For over twenty years, MSI has provided life-saving services in Afghanistan, reaching over 380,000 clients yearly with women’s healthcare, including maternal health and family planning services. 

In Afghanistan, women can face challenges in accessing healthcare. Women are required to have a male chaperone to leave their homes and can be unable to access services delivered by male providers. That’s why, MSI Afghanistan has built a team of MSI Ladies – female providers who deliver services to women in the comfort of their own homes. 

One of these female providers is Haya. Working in women’s healthcare was something that Haya had dreamed of since she was a child. “In Afghanistan, women can feel restricted in what they can share on their health and relationships with male doctors, so as a woman, I wanted to help these women, particularly vulnerable women, with no other access,” Haya shared. 

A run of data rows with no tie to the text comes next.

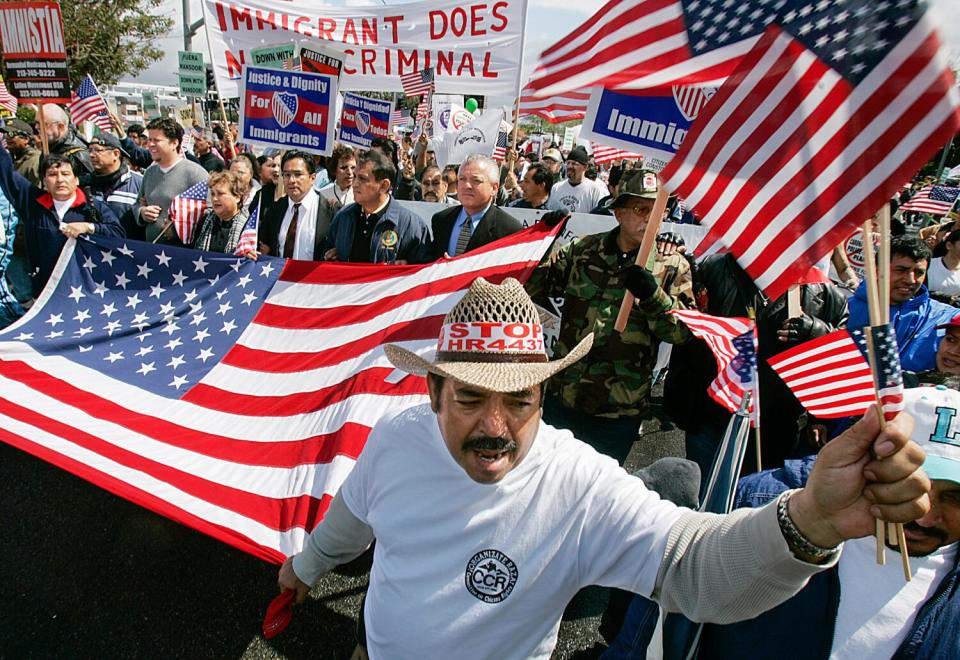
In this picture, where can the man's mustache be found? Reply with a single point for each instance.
(933, 532)
(490, 443)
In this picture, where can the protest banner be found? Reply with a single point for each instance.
(477, 137)
(474, 47)
(278, 56)
(321, 60)
(192, 73)
(288, 109)
(363, 119)
(648, 122)
(34, 53)
(570, 136)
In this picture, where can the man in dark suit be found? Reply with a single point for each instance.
(477, 221)
(296, 225)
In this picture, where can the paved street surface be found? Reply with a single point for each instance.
(87, 574)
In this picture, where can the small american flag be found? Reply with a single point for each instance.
(418, 83)
(500, 150)
(7, 100)
(569, 106)
(733, 342)
(831, 375)
(248, 237)
(187, 208)
(603, 154)
(401, 116)
(781, 163)
(87, 104)
(936, 200)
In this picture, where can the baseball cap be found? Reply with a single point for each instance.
(642, 184)
(952, 323)
(552, 153)
(936, 415)
(108, 140)
(579, 155)
(17, 127)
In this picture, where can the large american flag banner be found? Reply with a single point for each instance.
(733, 342)
(87, 104)
(785, 161)
(230, 395)
(831, 375)
(187, 209)
(568, 106)
(936, 200)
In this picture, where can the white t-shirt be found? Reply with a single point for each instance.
(941, 279)
(581, 198)
(467, 570)
(338, 196)
(877, 606)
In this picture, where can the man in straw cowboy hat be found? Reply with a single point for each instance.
(488, 521)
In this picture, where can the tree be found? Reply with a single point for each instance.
(111, 38)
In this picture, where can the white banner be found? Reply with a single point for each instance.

Now, Haya, aged 26, has trained as a midwife and worked as an MSI Lady for the past six years in a rural region of a Northern province in Afghanistan. Every day, Haya walks from door to door in her local community delivering services and building awareness of women’s healthcare options. “As a community member, I have known the local families and community leaders for many years and understand their cultural expectations and concerns. I’m in a good position to talk with husbands and leaders about the services available, addressing any concerns they have, while sharing the benefits of family planning for local families and our local community,” Haya shared. 

“As a community member, I’m in a good position to talk with husbands and leaders about the services available, addressing any concerns and sharing the benefits for families and communities.”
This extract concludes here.